After the haunt was revealed the game ended fairly quickly due to the fact that
the player that had the item required to break the invulnerability of the worm
was the person that became the traitor. So all that we had to do was to get to
where the traitor began and then go to one of its heads. This was also fairly
easy due to the fact that one player stood in a room which had a secret passage
to the room next to the worm spawn.
Second round:
The second
round began pretty much the same way as the first one did, but we got another
Haunt, namely Frankenstein’s Monster. In this haunt the traitor kept his or her
original character as well as gaining the control over Frankenstein’s monster.
The monster could not be killed by normal attacks but had to be either pushed
from a high part of the house or attacked 12 times by fire. The latter was done
by throwing torches on it, which required a speed roll. You could get the
torches in certain rooms in the house that had a fire in them. About half way
through the second round we managed to kill the traitors original character,
which meant that we only had to focus on the monster. We had, however miscalculated
how things would be played out during the game and the monster cornered us one
and one until only one of us were left. This was quite troublesome, since the
character were a small boy which didn’t have much chance against the monster
and was quite quickly killed.
Core Mechanics:
The two things
that was consistent through the game were moving and attacking. You moved to
explore, gather and other stuff while you attacked the enemy to destroy it
(like many other games).
Good things:
The thing that
I consider to be the best thing about its design is the high replayability.

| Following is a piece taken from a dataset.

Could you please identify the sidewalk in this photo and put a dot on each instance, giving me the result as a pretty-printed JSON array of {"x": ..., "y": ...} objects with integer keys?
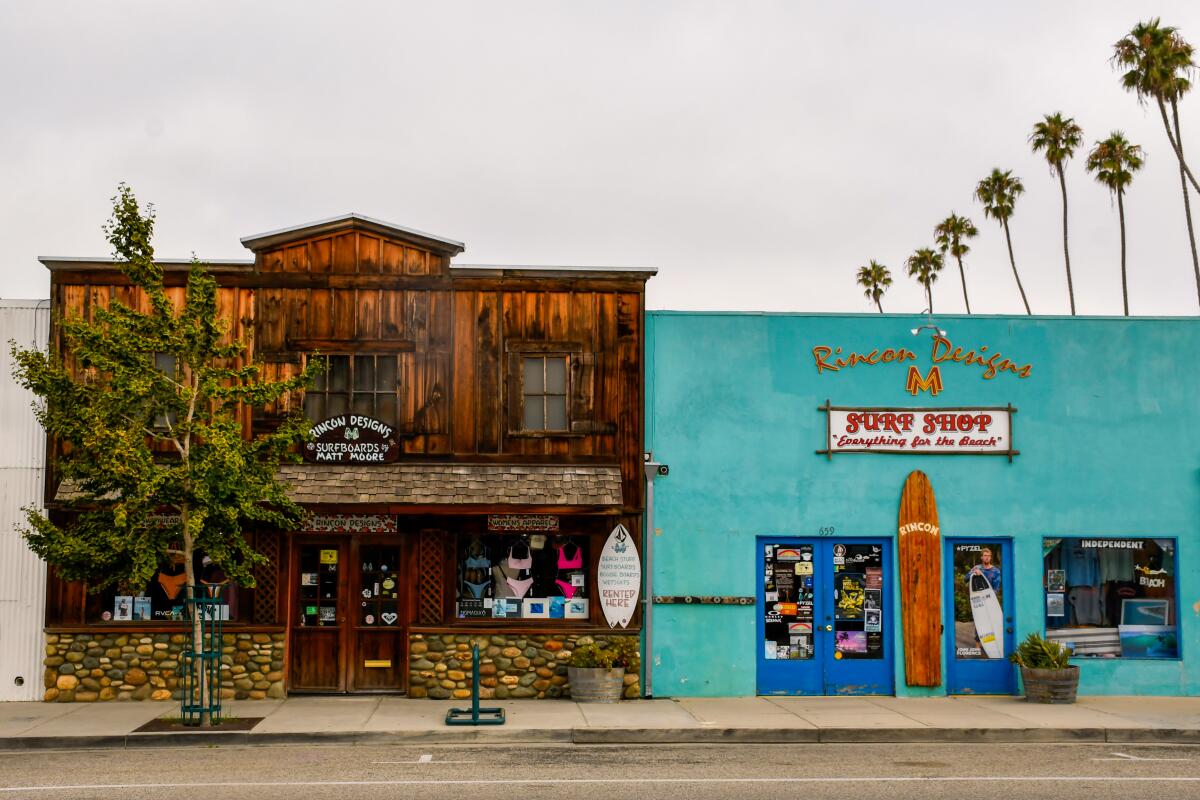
[{"x": 395, "y": 720}]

Since you randomize the entire house by moving around, no round is like the
other. Where it previously were a kitchen, there could be a hallway the second
time you played the game. Another thing that greatly increases the
replayability is the haunt system, which also utilizes randomization to
generate new experiences each playthrough. The fact that the second phase is also
triggered randomly each time is also a thing that increases the replayability.
Bad stuff:
The thing
that isn’t a very wise design choice when it comes to this game is the fact that
the different characters have different starting stats and they gain and lose
stats differently. This could have been done a lot better, as it is right now
it is not properly balanced. If you were to pick a certain character you would almost
have the game in your hand from the beginning.
The second
thing that I found about the game that wasn’t very cleaver is snowballing. The
fact that you gained more stats when you had more made the game slightly dull
after a while. It also worked in the opposite way, decreasing your stats the
lower they were. This only applied to certain rooms and events though.
Target Audience:
I don’t
completely agree with the suggested age of this game (12+), mostly due to the fact
that it’s a quite simple game. I would instead say that 8+ would be a more appropriate
age.
Outro:
Congratulations for making it to the bottom of this huge wall of texts. I feel slightly sorry for you, but i hope that it was atleast somewhat interesting to read.